A rocket fired from Egypt’s Sinai Peninsula struck a greenhouse in southern Israel on Monday morning, the police said.
Though no one was struck by the rocket, a 50-year-old man who was nearby when it landed suffered an anxiety attack as a result of the attack, the Magen David Adom ambulance service said.
The plastic sheeting that served as the roof the greenhouse was damaged, but the structure remained standing.
Just after 11:30 a.m., the incoming missile alarm known as a “Code Red” sounded in the Eshkol region, near Israel’s westernmost edge, at the border with Egypt and the Gaza Strip.
After a search of the area, police found the rocket in the community of Yuval, near the Egyptian border, in a greenhouse where tomatoes were being grown.
According to the IDF, the rocket was fired from the Sinai Peninsula, presumably by the Islamic State terrorist group’s affiliate there. However, no organization took immediate responsibility for the attack.
The attack came hours after Israel shut down the Taba Crossing into the Sinai Peninsula, citing information about an imminent terror attack in the area.
On Monday morning, in a highly unusual move, the Transportation Ministry shut down the Taba Crossing into the Sinai Peninsula. It is expected to reopen next Tuesday, April 18, with the end of the Passover holiday, but that decision will only be made following a security assessment, the ministry said in a statement.
Israelis currently in the Sinai Peninsula will still be able to return from Egypt and are, in fact, encouraged to do so immediately, the ministry said.
Thousands of Israelis had been expected to cross into the Sinai Peninsula for the Passover holiday.
The decision to forbid that move came a day after two lethal attacks on Egyptian churches by the terrorist group’s so-called Sinai Province.
The closure was ordered by Transportation and Intelligence Minister Yisrael Katz, after discussion with Defense Minister Avigdor Liberman and other security officials, according to the ministry’s statement.
This was one of the few times the Taba Crossing was shut down since its opening in 1982, following the Israeli-Egyptian peace deal. The crossing was shut down in 2014, following a terror attack on the Egyptian side of the border. It was also closed in 2011 when Israel also assessed there was a high risk of terror attacks.

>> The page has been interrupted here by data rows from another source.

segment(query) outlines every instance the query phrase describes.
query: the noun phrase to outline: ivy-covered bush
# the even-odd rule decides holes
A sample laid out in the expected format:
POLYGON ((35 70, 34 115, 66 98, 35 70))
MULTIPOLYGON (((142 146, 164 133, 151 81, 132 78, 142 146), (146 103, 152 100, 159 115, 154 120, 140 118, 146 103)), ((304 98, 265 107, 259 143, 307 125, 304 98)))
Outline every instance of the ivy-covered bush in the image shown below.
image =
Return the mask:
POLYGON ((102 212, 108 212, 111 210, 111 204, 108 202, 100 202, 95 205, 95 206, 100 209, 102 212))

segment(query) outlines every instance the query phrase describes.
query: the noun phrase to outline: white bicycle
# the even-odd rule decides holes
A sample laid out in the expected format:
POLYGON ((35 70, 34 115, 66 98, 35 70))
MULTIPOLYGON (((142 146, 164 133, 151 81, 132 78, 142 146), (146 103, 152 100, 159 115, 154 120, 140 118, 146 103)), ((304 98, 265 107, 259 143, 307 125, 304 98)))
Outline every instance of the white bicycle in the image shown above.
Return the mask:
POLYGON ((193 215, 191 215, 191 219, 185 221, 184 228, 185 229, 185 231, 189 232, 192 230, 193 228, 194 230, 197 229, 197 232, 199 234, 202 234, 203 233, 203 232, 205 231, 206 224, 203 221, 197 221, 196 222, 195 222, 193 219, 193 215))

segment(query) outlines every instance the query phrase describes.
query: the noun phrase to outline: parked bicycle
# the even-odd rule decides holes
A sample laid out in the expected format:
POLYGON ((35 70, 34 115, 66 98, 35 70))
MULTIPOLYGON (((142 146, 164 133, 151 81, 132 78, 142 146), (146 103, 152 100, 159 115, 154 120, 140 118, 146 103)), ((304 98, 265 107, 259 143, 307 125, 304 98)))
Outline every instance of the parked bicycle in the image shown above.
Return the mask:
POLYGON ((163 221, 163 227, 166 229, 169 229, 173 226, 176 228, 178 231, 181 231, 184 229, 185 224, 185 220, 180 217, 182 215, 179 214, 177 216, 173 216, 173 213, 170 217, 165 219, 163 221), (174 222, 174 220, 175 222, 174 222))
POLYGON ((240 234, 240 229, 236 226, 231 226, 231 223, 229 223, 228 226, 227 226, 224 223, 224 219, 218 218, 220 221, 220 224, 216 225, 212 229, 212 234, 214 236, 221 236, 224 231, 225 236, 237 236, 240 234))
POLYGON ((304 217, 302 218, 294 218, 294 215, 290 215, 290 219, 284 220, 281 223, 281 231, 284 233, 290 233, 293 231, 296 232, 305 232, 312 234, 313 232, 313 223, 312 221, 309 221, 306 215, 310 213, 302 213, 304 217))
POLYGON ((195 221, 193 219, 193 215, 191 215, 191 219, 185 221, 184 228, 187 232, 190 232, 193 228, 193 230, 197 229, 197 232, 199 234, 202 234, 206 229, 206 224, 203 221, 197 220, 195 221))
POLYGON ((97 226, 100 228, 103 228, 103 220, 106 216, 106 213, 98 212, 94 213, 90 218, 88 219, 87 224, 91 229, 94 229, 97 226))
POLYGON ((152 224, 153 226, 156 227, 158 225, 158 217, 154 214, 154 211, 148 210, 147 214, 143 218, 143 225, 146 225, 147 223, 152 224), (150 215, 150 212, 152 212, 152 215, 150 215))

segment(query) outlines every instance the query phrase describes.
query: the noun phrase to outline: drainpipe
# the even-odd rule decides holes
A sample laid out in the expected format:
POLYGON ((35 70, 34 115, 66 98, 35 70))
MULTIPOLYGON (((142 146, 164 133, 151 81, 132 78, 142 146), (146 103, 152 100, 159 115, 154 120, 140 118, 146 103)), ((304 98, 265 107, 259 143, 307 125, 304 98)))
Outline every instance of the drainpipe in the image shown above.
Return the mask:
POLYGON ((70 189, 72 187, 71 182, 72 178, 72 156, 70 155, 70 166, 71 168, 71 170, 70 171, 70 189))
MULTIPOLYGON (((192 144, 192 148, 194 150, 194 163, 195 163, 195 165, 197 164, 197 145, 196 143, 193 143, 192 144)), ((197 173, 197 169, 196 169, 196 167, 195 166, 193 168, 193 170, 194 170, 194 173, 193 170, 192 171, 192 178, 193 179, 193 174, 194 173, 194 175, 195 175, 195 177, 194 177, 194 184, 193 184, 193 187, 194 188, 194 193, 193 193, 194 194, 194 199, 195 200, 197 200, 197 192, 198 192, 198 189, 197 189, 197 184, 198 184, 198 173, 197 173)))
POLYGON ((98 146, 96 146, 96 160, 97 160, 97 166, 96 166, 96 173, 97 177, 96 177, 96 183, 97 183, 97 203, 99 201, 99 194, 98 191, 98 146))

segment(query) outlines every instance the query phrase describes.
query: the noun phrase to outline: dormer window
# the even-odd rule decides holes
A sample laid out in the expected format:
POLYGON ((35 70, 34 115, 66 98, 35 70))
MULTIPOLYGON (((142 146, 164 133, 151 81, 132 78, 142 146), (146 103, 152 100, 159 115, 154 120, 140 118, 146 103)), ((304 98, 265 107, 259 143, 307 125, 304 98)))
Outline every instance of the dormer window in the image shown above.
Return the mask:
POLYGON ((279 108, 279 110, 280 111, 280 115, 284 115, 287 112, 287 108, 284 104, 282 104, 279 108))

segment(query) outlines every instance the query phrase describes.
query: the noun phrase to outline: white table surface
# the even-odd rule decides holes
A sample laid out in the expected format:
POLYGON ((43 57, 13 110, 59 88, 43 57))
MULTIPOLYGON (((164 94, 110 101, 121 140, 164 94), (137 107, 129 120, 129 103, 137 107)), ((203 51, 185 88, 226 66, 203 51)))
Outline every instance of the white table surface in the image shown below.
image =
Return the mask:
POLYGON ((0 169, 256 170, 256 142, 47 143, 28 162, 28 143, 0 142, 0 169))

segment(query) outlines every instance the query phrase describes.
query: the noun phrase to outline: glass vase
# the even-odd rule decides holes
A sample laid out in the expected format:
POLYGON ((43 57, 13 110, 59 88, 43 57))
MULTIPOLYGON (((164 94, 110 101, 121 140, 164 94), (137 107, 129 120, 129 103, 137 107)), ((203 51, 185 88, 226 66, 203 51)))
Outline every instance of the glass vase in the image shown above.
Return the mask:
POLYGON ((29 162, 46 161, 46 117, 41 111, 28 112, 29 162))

On Sunday, the Counter-Terrorism Bureau released a statement encouraging all Israelis to forgo travel to the restive Sinai Peninsula, where the Islamic State has been waging a bloody war with Egyptian security forces and carrying out attacks against civilians.
Two church bombings, one in the city of Tanta and the other in Alexandria, killed at least 43 people earlier on Sunday, with the Islamic State group claiming responsibility.
“The fatal terrorist attacks which took place today reflect once again the terror capability of the Islamic State,” the anti-terror bureau said in a statement on Sunday. “In light of the gravity of the threat, the anti-terror bureau advises Israelis currently in the Sinai to leave immediately and return to Israel.”
In February, the Islamic State-affiliate, known as the Sinai Province, launched four Grad rockets at the southern city of Eilat. Three were intercepted by the Iron Dome missile defense battery, while the fourth struck an open field outside the city.